Não pela chuva descompassada e infeliz que cai por este dia inteiro, não porque eu quase não vejo e falo com minha mãe e sempre sinto uma falta danada dela, não porque é deprimente voltar pra casa, ou porque eu me lembro que eu não tenho mais casa, rsrsr. Talvez pela falta de grana, pelo quarto bagunçado, pela distância de amigos, pelos noticiários e pelos programas que passam na TV e que não têm nenhuma responsabilidade educacional, social, humana. Não, não pela saudade do que ainda não vivi (que atormenta), e também não porque você não esta aqui.

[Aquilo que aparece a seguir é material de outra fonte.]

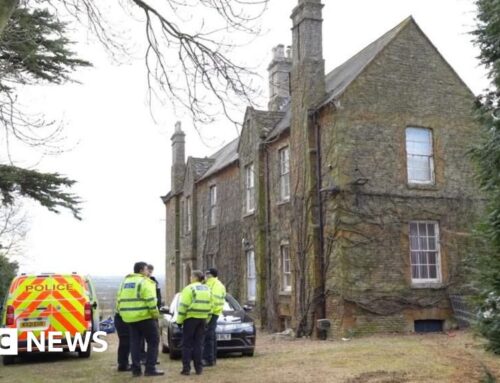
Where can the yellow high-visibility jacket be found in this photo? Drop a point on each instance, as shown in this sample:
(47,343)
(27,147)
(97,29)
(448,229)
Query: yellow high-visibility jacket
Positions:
(195,302)
(136,299)
(218,294)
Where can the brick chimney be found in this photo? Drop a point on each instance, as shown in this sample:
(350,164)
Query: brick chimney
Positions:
(279,78)
(178,158)
(308,69)
(307,90)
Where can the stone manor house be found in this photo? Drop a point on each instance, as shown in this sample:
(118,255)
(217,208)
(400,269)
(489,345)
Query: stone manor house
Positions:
(350,199)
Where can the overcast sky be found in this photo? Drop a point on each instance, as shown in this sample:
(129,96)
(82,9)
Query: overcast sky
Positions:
(121,157)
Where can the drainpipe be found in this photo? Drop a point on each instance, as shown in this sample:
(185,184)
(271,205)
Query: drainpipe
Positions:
(321,304)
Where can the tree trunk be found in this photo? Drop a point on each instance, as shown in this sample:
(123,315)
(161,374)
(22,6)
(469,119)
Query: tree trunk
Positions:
(6,9)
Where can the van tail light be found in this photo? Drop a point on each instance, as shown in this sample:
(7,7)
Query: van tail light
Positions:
(10,315)
(88,311)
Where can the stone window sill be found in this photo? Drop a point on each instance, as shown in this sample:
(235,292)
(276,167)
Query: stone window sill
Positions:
(427,285)
(415,186)
(249,214)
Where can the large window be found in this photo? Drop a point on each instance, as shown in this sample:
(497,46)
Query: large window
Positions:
(251,276)
(419,152)
(424,252)
(249,188)
(284,163)
(188,214)
(212,213)
(286,270)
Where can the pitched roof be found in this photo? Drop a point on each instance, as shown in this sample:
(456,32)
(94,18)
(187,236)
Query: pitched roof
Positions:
(341,77)
(337,81)
(224,157)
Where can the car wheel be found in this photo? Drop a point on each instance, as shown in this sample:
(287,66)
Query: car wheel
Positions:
(8,359)
(84,354)
(248,353)
(164,347)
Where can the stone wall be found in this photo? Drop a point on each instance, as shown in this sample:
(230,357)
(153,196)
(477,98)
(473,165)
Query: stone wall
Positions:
(370,202)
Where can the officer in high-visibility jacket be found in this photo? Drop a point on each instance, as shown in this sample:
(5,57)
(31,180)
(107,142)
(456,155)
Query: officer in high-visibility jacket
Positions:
(219,298)
(137,307)
(195,309)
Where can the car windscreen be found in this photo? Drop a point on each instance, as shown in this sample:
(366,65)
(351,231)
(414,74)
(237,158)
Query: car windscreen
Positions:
(231,304)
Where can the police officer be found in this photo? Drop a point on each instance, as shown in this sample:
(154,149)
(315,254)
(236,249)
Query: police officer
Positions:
(123,332)
(195,308)
(137,307)
(219,297)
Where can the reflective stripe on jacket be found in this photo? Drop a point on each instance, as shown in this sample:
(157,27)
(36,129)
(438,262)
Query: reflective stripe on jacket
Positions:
(218,294)
(136,299)
(195,302)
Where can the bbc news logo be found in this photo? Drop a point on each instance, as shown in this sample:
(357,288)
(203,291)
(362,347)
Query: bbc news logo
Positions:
(52,341)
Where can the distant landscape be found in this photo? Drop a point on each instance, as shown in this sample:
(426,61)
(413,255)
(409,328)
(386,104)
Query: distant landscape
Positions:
(107,287)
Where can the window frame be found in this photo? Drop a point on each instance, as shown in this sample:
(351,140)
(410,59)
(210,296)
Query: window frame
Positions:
(249,277)
(212,203)
(437,250)
(189,214)
(430,157)
(285,287)
(249,188)
(284,173)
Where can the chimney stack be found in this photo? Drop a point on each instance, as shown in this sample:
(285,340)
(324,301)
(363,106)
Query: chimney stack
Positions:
(279,78)
(178,158)
(308,69)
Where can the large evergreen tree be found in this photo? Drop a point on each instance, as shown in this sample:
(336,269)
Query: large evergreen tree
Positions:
(33,49)
(487,156)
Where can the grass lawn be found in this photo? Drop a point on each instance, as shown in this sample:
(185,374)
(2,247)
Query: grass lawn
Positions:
(456,357)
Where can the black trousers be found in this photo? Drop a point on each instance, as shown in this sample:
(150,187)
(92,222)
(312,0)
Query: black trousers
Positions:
(210,344)
(123,332)
(192,340)
(147,329)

A tristeza se faz vigente porque tudo esta acontecendo para que eu desista, e eu que sempre fui tão forte e disposta, hoje não me reconheço. Virar gente grande dói, e eu tenho medo só de lembrar que ainda não cresci nada, rsrsrs. É, vai inventar moda, como diz uma irmã minha.
Agora escutando Someone like you - Adele, sentindo um frio de inverno em pleno verão, com a sensação de Crime e Castigo e transtornada por ter assistido O Curioso Caso de Benjamin Button lembro do meu pai sentado lá encima na área e olhando um céu maravilhosamente lindo de azul e cor-de-abóbora, a tarde indo embora, o bairro sem energia e meu pai esperando a energia voltar, sentado e olhando em silêncio contemplativo o céu, só aparecia sua silhueta, seus olhos mirando o longe. Aquela imagem nunca vai sair de mim: meu pai em silêncio olhando o horizonte, parecia estar em paz. E nada foi mais bonito que aquilo.
Preciso dormir, porque amanhã preciso viver.